産業向けIoTのセキュリティの問題点と対応策
産業向けIoTにおけるセキュリティの問題についても、増加するハッキングの事例を交えながら、その問題点や対応策を紹介した。IoTシステムでは、大きく「デバイス」「ネットワーク」「サーバ」のレイヤーに分かれるという。Hanna氏は、「どのレイヤーでもハッカーから攻撃を受ける可能性があり、全てのレイヤーで防護策が必要である」と話す。
そこで有効なのが、「暗号鍵」を導入し、それを認証手続きの基点となる「Trust Anchors(トラストアンカー)」に格納することだという。こうすれば万一、PCのパスワードが第三者に盗まれても、VPNやファイアウォールを壊されることはないという。「特に、産業向けIoTシステムはハードウェアによるセキュリティ対策が重要である」と主張する。
しかも、要求されるセキュリティのレベルや属性は、レイヤーによって異なる。「各レイヤーで用いられる機器やシステムは、搭載されるCPUの性能やメモリ容量に応じたセキュリティ対策が求められている」という。同社は、組込みセキュリティソリューション「OPTIGA」ファミリーとして、「OPTIGA Trust」ファミリーや、TCG(トラステッドコンピューティンググループ)標準に準拠した「OPTIGA TPM」を用意している。
「各レイヤーに最適な製品を提供できるのが当社の強み。フリーサイズであらゆるIoTのレイヤーに対応できるセキュリティはない」とHanna氏は話す。これらの製品は制御システムのセキュリティ基準「ISA/IEC 62443-4-2」の要求事項を満たしているという。OPTIGA TPMは、Trust Anchorsに相当するICチップで、「よりセキュアなコンピューティング環境をリーズナブルな価格で実現する」ことが可能となる。
セキュリティ導入支援体制も強化
同社は、IoTシステムへのセキュリティ導入を促進するため、専門知識を持つ企業とパートナー契約(ISPN:Infineon Security Partner Network)を結び、顧客に対する技術支援を強化している。新たに今回、マクニカ テクスター カンパニーとパートナー契約を結んだ。2017年10月より、日本の顧客に対する技術サポートやシステム提案を始める予定だ。
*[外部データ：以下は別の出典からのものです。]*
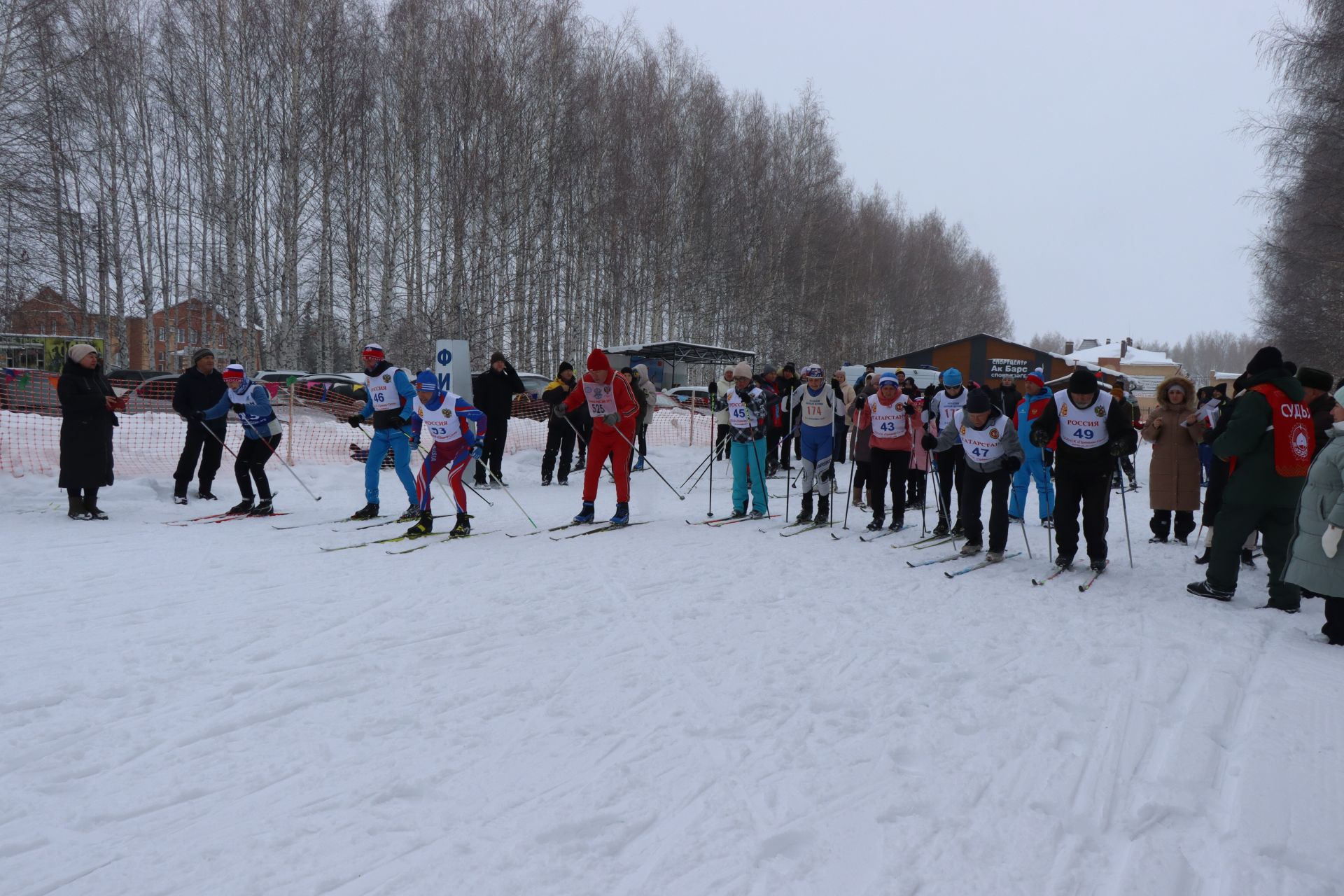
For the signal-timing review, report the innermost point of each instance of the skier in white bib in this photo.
(992, 454)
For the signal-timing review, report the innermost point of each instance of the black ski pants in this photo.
(881, 463)
(251, 465)
(974, 491)
(559, 441)
(1089, 486)
(492, 453)
(206, 447)
(952, 470)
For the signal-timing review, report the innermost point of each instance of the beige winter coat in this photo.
(1174, 473)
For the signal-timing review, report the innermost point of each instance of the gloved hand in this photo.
(1331, 540)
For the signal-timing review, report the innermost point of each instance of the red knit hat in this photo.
(598, 360)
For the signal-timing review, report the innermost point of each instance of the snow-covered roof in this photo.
(1133, 356)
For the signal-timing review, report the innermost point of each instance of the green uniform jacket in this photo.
(1252, 442)
(1322, 505)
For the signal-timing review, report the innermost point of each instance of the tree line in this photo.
(507, 171)
(1300, 254)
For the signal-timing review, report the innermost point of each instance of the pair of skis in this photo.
(1084, 587)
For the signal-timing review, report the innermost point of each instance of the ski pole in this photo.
(1124, 508)
(651, 465)
(316, 498)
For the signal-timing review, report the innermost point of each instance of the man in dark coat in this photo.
(1316, 396)
(1260, 495)
(492, 394)
(200, 388)
(88, 414)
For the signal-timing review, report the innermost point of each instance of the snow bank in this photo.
(666, 710)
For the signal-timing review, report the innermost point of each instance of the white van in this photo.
(923, 377)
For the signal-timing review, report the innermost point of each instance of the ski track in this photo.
(670, 710)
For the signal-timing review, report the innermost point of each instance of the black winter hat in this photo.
(1082, 382)
(1266, 359)
(1315, 378)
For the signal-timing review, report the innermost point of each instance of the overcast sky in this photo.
(1093, 148)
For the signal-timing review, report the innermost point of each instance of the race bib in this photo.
(601, 399)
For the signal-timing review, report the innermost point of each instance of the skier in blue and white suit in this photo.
(390, 397)
(818, 406)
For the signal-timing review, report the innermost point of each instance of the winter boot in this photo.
(77, 508)
(806, 512)
(1206, 590)
(823, 511)
(424, 527)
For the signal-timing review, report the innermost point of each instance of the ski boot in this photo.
(806, 511)
(461, 528)
(424, 527)
(1206, 590)
(823, 511)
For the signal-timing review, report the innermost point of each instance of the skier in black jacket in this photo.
(1094, 433)
(200, 388)
(492, 394)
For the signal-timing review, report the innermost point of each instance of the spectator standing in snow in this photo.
(88, 414)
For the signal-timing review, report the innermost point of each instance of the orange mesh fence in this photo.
(151, 435)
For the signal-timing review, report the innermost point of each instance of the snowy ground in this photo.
(667, 710)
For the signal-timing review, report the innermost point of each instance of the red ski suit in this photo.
(606, 441)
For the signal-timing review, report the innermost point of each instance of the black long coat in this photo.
(85, 428)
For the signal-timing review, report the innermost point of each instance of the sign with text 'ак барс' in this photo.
(1002, 367)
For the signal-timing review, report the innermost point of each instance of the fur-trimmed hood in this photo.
(1163, 402)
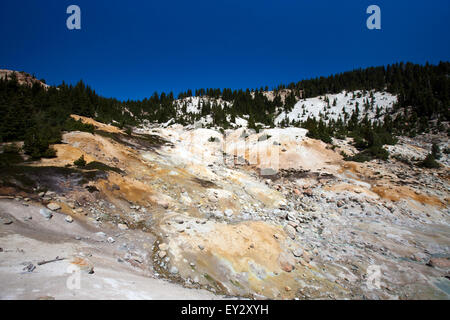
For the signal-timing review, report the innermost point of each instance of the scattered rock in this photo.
(228, 212)
(173, 270)
(53, 206)
(290, 231)
(287, 262)
(6, 221)
(47, 214)
(298, 252)
(439, 263)
(163, 246)
(122, 226)
(29, 267)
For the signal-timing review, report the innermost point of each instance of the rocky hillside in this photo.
(171, 211)
(22, 77)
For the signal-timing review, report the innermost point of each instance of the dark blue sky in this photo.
(129, 49)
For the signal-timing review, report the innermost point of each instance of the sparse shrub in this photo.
(436, 151)
(81, 163)
(429, 162)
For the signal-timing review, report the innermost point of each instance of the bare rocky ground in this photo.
(171, 208)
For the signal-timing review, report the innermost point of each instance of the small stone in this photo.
(163, 246)
(173, 270)
(6, 221)
(439, 263)
(298, 252)
(53, 206)
(287, 263)
(290, 231)
(122, 226)
(47, 214)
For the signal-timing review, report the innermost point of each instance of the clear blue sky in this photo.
(129, 49)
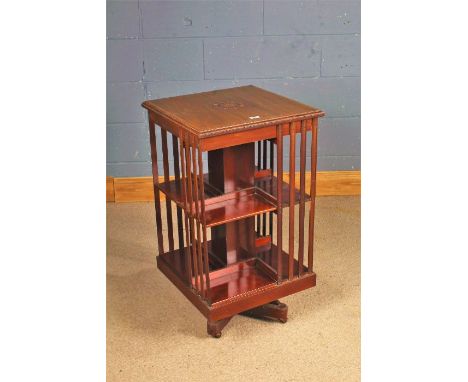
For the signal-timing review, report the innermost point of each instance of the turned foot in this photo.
(274, 310)
(214, 328)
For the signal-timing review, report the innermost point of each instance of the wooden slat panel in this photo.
(157, 201)
(292, 196)
(279, 211)
(302, 199)
(170, 227)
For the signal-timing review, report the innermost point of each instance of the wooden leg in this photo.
(274, 310)
(214, 328)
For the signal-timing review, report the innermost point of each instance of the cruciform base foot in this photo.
(274, 310)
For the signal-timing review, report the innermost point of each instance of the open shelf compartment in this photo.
(173, 190)
(254, 273)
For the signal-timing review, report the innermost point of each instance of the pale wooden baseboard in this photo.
(140, 189)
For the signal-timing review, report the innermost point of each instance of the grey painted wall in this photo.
(305, 50)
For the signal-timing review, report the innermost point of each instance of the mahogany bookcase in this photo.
(225, 246)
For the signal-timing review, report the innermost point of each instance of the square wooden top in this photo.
(229, 110)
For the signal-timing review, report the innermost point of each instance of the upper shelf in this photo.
(173, 190)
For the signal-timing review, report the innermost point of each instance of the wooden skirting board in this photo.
(140, 189)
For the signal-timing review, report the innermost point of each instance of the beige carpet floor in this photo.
(155, 334)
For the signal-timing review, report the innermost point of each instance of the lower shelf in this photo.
(253, 274)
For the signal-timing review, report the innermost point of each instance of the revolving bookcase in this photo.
(229, 249)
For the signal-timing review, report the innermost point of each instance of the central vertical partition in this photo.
(232, 169)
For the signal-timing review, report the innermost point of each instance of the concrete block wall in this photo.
(306, 50)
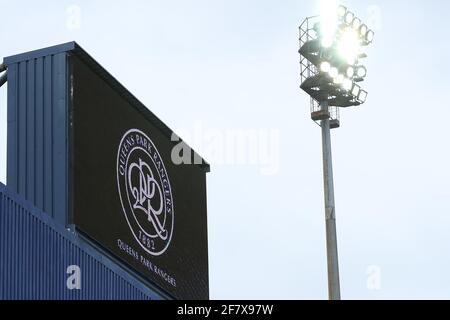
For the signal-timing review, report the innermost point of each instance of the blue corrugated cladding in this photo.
(37, 132)
(35, 253)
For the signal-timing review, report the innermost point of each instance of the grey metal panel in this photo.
(35, 253)
(37, 132)
(12, 128)
(74, 48)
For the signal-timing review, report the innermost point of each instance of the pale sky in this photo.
(219, 66)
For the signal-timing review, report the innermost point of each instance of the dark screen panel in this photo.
(128, 195)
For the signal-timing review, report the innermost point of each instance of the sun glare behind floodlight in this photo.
(334, 72)
(362, 72)
(362, 97)
(369, 36)
(363, 30)
(349, 16)
(341, 12)
(347, 85)
(339, 79)
(356, 91)
(325, 67)
(350, 72)
(356, 23)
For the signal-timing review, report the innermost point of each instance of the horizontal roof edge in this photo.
(69, 46)
(73, 47)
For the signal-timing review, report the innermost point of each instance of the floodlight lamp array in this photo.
(335, 67)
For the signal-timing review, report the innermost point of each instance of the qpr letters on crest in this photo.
(145, 192)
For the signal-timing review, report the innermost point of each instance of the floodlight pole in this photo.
(332, 252)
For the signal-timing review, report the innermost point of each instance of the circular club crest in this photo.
(145, 192)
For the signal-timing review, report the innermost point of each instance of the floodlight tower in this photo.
(331, 49)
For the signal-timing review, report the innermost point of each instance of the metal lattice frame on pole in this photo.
(331, 54)
(308, 70)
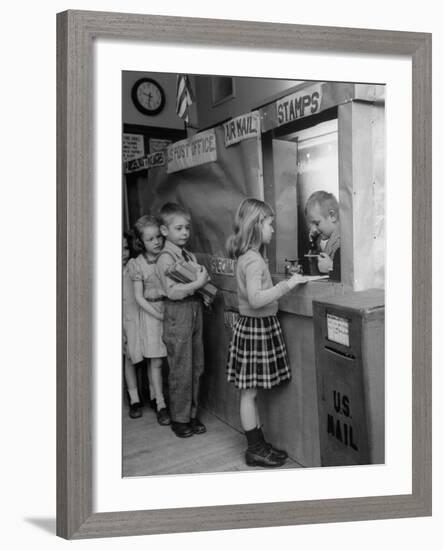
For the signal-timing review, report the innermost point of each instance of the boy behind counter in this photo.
(183, 322)
(322, 213)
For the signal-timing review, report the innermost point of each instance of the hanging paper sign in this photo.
(242, 127)
(154, 159)
(298, 105)
(222, 266)
(187, 153)
(156, 145)
(133, 147)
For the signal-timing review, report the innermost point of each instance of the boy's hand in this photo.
(153, 294)
(324, 263)
(295, 280)
(202, 276)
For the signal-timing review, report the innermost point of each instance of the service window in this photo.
(300, 159)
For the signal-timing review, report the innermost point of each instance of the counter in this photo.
(289, 412)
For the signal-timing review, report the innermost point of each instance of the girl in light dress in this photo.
(132, 350)
(149, 296)
(257, 353)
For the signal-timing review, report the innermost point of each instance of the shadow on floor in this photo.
(151, 449)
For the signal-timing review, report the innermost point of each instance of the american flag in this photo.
(185, 97)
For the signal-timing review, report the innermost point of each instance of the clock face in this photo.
(148, 96)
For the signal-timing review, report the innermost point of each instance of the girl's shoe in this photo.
(135, 410)
(163, 417)
(262, 457)
(196, 426)
(278, 453)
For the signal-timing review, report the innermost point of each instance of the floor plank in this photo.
(151, 449)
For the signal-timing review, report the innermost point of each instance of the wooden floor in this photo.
(151, 449)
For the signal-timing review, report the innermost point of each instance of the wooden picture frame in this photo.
(76, 32)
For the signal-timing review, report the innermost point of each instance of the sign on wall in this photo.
(133, 147)
(154, 159)
(194, 151)
(242, 127)
(298, 105)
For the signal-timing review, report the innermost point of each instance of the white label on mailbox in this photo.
(338, 329)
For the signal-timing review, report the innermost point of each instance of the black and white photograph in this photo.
(253, 248)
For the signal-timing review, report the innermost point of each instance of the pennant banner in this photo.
(298, 105)
(194, 151)
(242, 127)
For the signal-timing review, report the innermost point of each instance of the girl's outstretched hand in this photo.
(295, 280)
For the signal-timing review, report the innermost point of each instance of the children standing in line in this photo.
(131, 334)
(149, 296)
(183, 323)
(322, 213)
(257, 353)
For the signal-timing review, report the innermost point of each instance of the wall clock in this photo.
(148, 96)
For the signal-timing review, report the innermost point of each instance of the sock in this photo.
(254, 438)
(160, 403)
(133, 395)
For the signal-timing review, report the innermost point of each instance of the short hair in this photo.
(325, 200)
(140, 224)
(171, 209)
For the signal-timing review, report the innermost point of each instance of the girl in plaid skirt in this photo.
(257, 352)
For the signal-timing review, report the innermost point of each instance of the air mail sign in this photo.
(298, 105)
(242, 127)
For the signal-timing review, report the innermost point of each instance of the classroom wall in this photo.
(247, 96)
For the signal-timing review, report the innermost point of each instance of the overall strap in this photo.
(168, 252)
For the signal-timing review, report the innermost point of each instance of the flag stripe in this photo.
(184, 97)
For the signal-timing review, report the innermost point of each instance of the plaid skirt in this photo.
(257, 353)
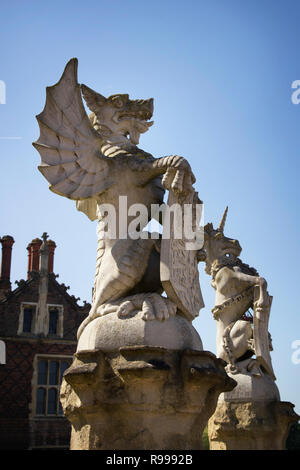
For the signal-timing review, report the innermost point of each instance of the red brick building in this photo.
(38, 325)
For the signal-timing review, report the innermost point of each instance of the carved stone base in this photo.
(142, 397)
(251, 425)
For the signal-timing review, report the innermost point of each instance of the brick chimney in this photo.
(51, 249)
(7, 242)
(33, 256)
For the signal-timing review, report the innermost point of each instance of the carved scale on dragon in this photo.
(238, 288)
(94, 160)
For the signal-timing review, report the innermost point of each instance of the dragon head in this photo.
(217, 246)
(117, 117)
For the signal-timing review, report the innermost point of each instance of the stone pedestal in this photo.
(251, 417)
(251, 426)
(144, 396)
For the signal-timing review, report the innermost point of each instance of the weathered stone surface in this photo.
(251, 425)
(250, 387)
(110, 332)
(141, 398)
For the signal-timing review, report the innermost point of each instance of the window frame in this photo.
(25, 305)
(35, 385)
(60, 321)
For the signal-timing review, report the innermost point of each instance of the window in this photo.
(55, 320)
(27, 319)
(48, 380)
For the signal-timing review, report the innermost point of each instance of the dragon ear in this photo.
(93, 99)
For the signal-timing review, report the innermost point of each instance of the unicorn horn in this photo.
(223, 220)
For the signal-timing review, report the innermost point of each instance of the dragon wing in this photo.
(69, 147)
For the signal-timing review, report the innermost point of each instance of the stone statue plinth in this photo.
(251, 417)
(141, 396)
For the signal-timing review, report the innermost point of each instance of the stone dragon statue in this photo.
(238, 288)
(94, 160)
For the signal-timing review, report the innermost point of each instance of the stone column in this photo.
(143, 395)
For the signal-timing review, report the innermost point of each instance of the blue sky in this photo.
(220, 73)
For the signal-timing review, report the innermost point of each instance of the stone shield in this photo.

ISPNは2015年にスタートした。現在世界で10社を上回るパートナー企業と契約している。セキュリティについて専門知識を持つシステムインテグレーターや、ソフトウェアライブラリの開発企業などがメンバーとなっている。IoTシステムに向けたセキュリティ事業に関して同社は、「ICベンダーという立場より、システムベンダーとしての取り組みに注力するため、ISPNとの連携を強化していく」考えである。
さらにHanna氏は、システムにアクセスする際のルール設定や運用上の意識改革も必要だと指摘する。「製造現場で作業者はそれぞれ個別のパスワードを利用しているか、操作を制限できる特権レベルが設定されているか、といったことも高いセキュリティを維持するために重要である」と指摘した。